お子さんに意識(反応)があり、自ら動くことができる場合は、本人が望む体位で安静を保ってください。
皆さんもお腹が痛くなった時などは、うずくまったり、横になったりして楽な姿勢をとると思います。自ら動けないようであれば、お子さんが望む体位になるよう介助してあげましょう。
体位の無理な変更は症状を悪化させてしまうこともあるので、心肺停止などの一刻の猶予もない状況を除き、体位を変える際には前もって声をかけて、ゆっくりと行いましょう。特にお子さんが痛がったり、嫌がったりする場合には、より慎重に行ってください。
2 主な体位
(1) 仰臥位(ぎょうがい)
仰向けに寝かせた体位で、全身の筋肉などに無理な緊張を与えない自然な姿勢です。観察や手当が最もやりやすい体位です。
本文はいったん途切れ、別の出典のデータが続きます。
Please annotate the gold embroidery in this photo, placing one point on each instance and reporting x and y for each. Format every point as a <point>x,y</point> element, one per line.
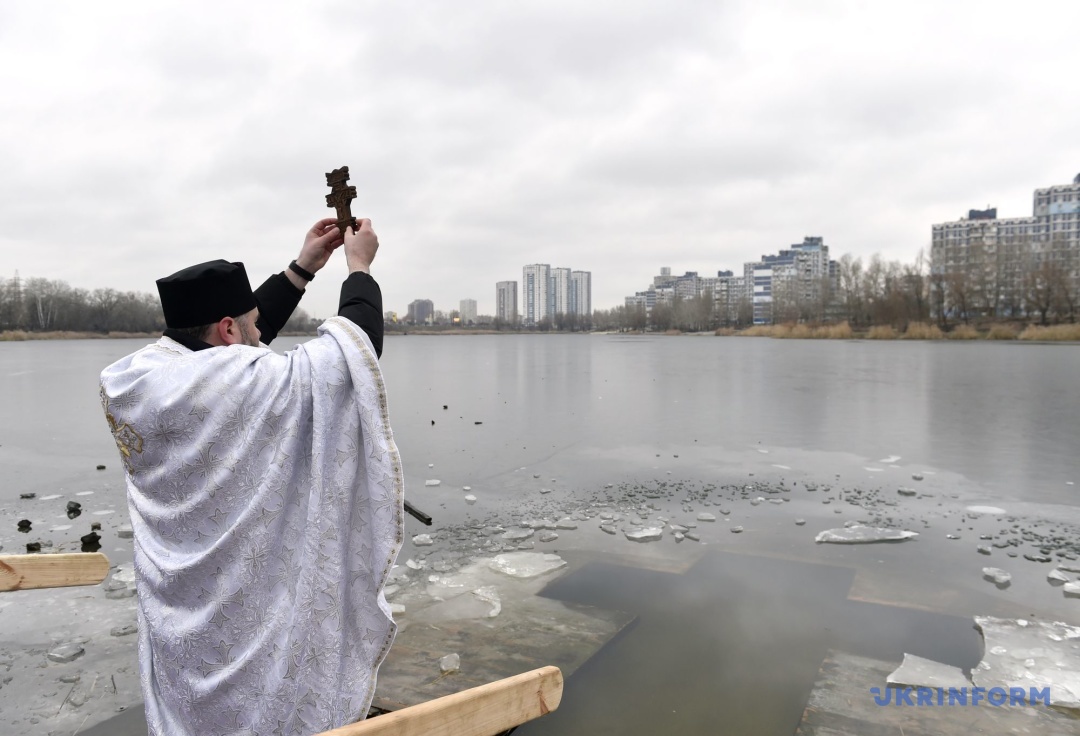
<point>127,440</point>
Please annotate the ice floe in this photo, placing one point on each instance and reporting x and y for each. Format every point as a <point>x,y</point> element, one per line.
<point>863,535</point>
<point>526,564</point>
<point>1030,655</point>
<point>919,672</point>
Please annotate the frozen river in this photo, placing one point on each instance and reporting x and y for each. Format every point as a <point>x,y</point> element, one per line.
<point>640,432</point>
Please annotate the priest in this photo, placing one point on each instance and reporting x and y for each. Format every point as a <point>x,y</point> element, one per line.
<point>266,495</point>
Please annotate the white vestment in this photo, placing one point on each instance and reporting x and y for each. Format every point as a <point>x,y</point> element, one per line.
<point>266,495</point>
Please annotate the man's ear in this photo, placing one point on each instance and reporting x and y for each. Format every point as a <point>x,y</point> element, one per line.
<point>227,332</point>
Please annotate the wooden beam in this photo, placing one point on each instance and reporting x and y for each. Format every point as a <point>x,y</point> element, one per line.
<point>24,572</point>
<point>481,711</point>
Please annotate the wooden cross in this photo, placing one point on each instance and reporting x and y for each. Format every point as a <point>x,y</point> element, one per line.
<point>339,198</point>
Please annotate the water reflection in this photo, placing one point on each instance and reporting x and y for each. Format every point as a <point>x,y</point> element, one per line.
<point>733,645</point>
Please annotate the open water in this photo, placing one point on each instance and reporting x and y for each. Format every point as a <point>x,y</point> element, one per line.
<point>731,641</point>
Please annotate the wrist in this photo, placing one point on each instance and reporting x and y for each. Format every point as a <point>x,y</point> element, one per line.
<point>307,264</point>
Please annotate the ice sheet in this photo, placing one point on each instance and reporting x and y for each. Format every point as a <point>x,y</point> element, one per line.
<point>1030,654</point>
<point>863,535</point>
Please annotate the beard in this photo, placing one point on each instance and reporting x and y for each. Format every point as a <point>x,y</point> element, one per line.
<point>247,336</point>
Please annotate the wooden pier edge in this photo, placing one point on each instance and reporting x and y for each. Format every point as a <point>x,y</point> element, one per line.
<point>26,572</point>
<point>485,710</point>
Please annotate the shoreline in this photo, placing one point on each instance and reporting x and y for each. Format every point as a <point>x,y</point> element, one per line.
<point>998,332</point>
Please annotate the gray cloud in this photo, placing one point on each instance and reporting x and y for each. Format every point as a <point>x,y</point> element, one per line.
<point>616,137</point>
しかし、舌が喉に落ち込み、気道(空気の通り道)を塞いでしまうことがあります。また、仰臥位のまま嘔吐すると吐物による窒息の危険もあります。1歳未満の意識(反応)がないお子さんを平らな面で仰臥位にするときは、背中に折りたたんだシーツやタオルを敷きましょう。
(2) 回復体位
気道(空気の通り道)の閉塞を防ぐため、お子さんを横向きに寝かせた体位です。意識のないお子さんや、嘔吐しているお子さんの窒息の予防に適しています。意識がないお子さんをこの体位にした場合は、継続的に呼吸の状態を確認し、呼吸が停止したら直ちに仰臥位として心肺蘇生を開始しましょう。
(3)
上半身を起こした体位です。喘息などによって呼吸困難をきたしたお子さんに適しています。意識状態が悪化した場合は回復体位などにしましょう。